I didn't want to admit it, but a lot of my depression of late has been work-related, and the reason I didn't want to admit it was a) didn't I just HAVE a shitty job? I'm giving mySELF the side-eye here because I am the common denominator in two back-to-back shitty jobs now and b) Hotter would be pissed at me. But I just can't go on being this miserable, and after last night I can safely say that what is going wrong at The Ritzier is NOT in any way my fault.
The Ritzier is a great establishment, but unfortunately my manager there is a verbally abusive, belligerent drunk. This isn't just my assessment. There have been statements as to his drunkenness made and signed by entire shifts' worth of employees. Upper management has flat-out said things like "this guy needs to go. We are trying to fire him, but he's already threatening to sue us and we need a blood alcohol level to support terminating him, and he keeps evading that. We are so sorry you have to work with him" and "____, what the hell is wrong with you talking to MFA Mama like that?!? That is inappropriate, unprofessional, and constitutes harassment!"
The whole thing kind of breaks my brain, and last night Drunk Boss tried to send me home "for being a whiny little bitch" (I needed a manager override for something and he resented being called to the restaurant because he is always super-busy elsewhere) (by which he means drinking and perusing the job listings on Craigslist), I went to the AGM and tried to quit, he begged me to "hang in there" and talked me down and yelled at Drunk Boss and said he wasn't allowed to send me home for asking him to do his job, and I spent my entire lunch break LITERALLY crying on the shoulder of my gay work-grandpa (that's a story for a happier post but I just love that guy!), finished my shift, came home, and told Hotter I'm looking for another job.
That did not go over well. Hotter's concern for our family's financial survival manifests in the form of a lot of "every workplace has issues!" and "you'll never find a serving job without drama, so why leave a place with benefits?" and "you just need to be more assertive!" (which frankly sounds very victim-blamey to me, that last one, and also really fucking insensitive given that I've been on the receiving end of a lot of violence in my life and therefore REALLY DO NOT ENJOY CONFRONTATION) (plus also I TRY! Last night I stood up to Drunk Boss, with the AGM's support and backing, but you can't reason with a belligerent drunk and I don't think it'll improve the situation any).
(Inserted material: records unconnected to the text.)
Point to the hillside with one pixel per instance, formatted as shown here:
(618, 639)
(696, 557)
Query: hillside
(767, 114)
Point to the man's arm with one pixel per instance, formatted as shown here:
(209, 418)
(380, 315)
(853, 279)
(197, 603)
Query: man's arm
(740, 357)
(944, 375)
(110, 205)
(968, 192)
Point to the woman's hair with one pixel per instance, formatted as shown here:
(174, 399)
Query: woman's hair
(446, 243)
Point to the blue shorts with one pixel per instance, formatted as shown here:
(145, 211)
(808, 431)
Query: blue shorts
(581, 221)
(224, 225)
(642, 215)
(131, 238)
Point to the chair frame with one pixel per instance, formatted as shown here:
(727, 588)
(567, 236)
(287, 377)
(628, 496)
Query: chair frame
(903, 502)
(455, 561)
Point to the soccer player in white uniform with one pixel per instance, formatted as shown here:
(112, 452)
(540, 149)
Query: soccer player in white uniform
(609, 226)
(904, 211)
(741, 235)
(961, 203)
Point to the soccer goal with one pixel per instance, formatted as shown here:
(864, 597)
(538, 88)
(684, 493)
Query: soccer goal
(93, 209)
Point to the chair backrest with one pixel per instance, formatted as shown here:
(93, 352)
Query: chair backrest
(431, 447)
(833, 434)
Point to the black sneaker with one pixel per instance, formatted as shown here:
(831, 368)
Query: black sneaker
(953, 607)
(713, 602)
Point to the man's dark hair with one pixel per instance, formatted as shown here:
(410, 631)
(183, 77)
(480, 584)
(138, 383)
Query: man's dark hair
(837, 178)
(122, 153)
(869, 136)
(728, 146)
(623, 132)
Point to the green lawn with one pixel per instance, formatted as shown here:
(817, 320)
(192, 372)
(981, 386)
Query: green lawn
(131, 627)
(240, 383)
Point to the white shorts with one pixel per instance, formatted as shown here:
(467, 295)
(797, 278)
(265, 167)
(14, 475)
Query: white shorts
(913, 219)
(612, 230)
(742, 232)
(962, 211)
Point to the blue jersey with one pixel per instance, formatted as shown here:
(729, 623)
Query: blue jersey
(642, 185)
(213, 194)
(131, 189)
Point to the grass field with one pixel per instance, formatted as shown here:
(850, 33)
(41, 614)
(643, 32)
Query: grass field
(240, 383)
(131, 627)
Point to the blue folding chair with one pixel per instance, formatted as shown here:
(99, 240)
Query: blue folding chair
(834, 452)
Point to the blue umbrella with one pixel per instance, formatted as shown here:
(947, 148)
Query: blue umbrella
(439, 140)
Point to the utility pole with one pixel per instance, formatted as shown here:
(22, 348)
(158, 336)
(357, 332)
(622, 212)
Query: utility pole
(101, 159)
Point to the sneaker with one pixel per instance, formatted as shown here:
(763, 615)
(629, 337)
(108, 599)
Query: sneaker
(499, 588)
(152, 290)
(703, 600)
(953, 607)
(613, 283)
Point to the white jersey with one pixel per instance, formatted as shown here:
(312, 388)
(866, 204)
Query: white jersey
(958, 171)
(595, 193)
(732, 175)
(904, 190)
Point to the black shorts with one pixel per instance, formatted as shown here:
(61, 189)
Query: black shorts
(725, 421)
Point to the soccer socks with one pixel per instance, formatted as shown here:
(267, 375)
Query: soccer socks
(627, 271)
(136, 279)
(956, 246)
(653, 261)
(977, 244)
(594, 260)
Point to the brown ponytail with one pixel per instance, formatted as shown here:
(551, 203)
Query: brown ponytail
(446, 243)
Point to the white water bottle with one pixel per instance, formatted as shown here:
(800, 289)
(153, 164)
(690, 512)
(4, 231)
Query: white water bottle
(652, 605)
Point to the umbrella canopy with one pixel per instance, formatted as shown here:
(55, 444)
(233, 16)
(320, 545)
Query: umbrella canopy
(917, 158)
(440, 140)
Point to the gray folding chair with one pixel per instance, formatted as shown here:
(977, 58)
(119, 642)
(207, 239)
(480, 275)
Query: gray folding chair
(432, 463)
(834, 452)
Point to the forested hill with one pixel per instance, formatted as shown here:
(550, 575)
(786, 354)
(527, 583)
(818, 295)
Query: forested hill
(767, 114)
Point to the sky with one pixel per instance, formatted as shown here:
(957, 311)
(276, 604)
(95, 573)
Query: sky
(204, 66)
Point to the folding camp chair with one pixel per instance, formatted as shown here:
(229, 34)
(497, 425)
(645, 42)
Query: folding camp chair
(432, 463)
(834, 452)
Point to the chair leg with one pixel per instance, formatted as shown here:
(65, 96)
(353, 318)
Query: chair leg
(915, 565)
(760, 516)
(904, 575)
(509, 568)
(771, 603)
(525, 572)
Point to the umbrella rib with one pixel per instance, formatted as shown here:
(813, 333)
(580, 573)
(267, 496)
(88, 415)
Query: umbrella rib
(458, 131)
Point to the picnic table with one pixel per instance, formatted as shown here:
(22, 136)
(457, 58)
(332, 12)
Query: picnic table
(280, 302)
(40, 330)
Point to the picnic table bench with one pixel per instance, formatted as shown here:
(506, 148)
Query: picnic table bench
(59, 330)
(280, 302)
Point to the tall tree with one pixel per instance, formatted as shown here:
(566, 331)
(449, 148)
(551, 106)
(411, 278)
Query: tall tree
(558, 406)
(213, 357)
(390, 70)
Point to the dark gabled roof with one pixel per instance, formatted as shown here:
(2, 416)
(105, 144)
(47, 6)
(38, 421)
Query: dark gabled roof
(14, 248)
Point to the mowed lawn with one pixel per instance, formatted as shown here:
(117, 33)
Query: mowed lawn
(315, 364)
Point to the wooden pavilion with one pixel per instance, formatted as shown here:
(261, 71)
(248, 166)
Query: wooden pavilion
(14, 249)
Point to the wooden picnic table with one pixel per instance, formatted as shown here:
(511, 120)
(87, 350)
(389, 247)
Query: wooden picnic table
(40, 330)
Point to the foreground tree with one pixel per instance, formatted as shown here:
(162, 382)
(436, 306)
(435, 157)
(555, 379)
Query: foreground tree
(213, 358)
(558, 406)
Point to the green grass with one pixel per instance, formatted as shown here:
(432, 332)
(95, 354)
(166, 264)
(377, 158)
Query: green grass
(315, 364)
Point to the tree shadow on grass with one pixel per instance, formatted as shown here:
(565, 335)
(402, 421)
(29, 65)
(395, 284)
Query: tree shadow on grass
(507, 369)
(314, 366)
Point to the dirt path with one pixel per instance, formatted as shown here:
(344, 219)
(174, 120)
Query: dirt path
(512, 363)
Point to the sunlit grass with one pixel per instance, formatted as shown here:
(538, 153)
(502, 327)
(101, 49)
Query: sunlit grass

So yeah, I'm looking for another job, and Hotter initially tried to be all "I support you doing whatever will help you be happier" (I suspect because I was a total wreck last night and female tears are Hotter's kryptonite) but has, as I feared, devolved into making a lot of "I love you, but..." statements, and yes I broke the Blogging Prime Directive and talked about work, but the worst-case scenario there is that Stalky somehow figures out where I work and I get Dooced and honestly that would kind of be a relief at this point (mind you, being even very temporarily jobless would suck, but I can handle poverty better than THIS). Also? I was maliciously glutenated last night at work (don't ask...I REALLY need a new job) and today everything hurts and tomorrow I'm going to be an emotional basketcase, so that's swell.
TL; DR: My job sucks and it's threatening my relationship, and that is why I am so depressed, and I need my people.